Shri S. K. Dwivedi, Shri S. K. Mishra, Shri A. P. Sharma and Shri R. N.
Mishra, Advocates for the respondents.
---------------------------------------------------------------------------------------------------
                                         JUDGMENT

(24/04/2014) This common judgment shall govern the disposal of aforesaid both criminal appeals namely Criminal Appeal No. 2199/03 filed by the appellant / accused Sunil Kumar Dubey, and another Criminal Appeal No.690/2004 filed by the State of M.P., against the judgment dated 17.12.2003, passed by 3rd Additional Sessions Judge (Fast Track Court) Katni, in S. T. No.49/98.

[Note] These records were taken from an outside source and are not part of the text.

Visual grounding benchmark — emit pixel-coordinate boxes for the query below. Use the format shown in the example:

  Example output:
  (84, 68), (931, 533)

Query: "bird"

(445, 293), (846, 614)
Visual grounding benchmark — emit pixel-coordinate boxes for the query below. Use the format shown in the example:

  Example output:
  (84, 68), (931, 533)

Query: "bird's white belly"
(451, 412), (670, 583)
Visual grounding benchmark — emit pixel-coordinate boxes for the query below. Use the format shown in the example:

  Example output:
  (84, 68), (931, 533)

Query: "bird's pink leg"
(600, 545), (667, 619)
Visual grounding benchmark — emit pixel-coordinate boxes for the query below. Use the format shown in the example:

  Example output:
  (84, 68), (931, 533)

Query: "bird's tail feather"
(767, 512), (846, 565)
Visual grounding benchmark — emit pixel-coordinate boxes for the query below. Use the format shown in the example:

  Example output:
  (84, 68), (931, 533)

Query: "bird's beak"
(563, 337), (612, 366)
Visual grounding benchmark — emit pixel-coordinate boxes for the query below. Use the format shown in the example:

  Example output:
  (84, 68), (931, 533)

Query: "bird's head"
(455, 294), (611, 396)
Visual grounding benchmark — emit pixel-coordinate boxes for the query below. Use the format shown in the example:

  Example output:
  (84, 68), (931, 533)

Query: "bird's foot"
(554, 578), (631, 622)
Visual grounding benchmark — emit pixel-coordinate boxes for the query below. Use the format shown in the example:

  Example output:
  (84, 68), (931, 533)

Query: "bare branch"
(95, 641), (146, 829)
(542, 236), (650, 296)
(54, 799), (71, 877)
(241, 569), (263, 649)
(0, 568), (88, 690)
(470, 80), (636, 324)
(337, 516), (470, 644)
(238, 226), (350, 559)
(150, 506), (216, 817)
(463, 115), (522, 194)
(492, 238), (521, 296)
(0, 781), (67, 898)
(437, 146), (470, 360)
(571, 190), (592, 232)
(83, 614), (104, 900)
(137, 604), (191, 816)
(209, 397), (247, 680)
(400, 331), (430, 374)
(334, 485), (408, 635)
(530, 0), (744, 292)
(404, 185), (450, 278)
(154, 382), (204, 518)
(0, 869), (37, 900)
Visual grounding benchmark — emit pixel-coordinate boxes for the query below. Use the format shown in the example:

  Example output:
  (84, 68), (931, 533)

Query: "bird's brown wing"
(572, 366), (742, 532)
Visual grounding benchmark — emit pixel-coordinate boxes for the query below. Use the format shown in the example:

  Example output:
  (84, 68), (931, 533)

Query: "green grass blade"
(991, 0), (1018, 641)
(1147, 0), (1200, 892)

2. Criminal appeal No. 2199/03 has been filed by the appellant / accused Sunil Kumar Dubey, challenging his conviction for the offence punishable under Sections 302304-B and 498-A of IPC, by the impugned judgment, by which, learned Trial Court has sentenced him to undergo RI for life for offence punishable under Section 302 IPC; RI for 10 years for offence punishable under Section 304-BIPC and RI for 3 years for offence

-2- Cri.A.2199/03 & 690/04 punishable under Section 498-A IPC. While, criminal appeal no. 690/2004 has been filed by the State, challenging acquittal of the respondents / accused namely Ram Kishan Dubey, Sushil Kumar Dubey, Smt. Rajkumari Dubey and Smt. Sunita Gautam, from the aforesaid charges.

3. Brief facts of the case are that, appellant Sunil Kumar Dubey was married to Shobha @ Premila (deceased) on 26.4.1995. On 5.10.1997 Shobha @ Premila died due to 100% burn injuries in the house of her husband and after Merg intimation and lodging of FIR, it has been found that she was harassed for dowry by her husband and in-laws and she was killed by her husband and in-laws, who are respondents in criminal appeal no. 690/04. Learned Trial Court, after trial of the accused persons for the offence punishable under Sections 302304-B and 498-A of IPC, has convicted the appellant Sunil Kumar Dubey (husband) as mentioned in para 2 of the judgment and acquitted remaining accused nos. 2 to 5 who are respondent nos. 1 to 4 in Criminal appeal no. 690/04. Being aggrieved by the impugned judgment, appellant Sunil Kumar Dubey has filed criminal appeal no. 2199/03, challenging his conviction on the ground that the learned Trial Court is not justified in convicting him, overlooking unreliable evidence of prosecution. There was no evidence available on record relating to demand of any dowry.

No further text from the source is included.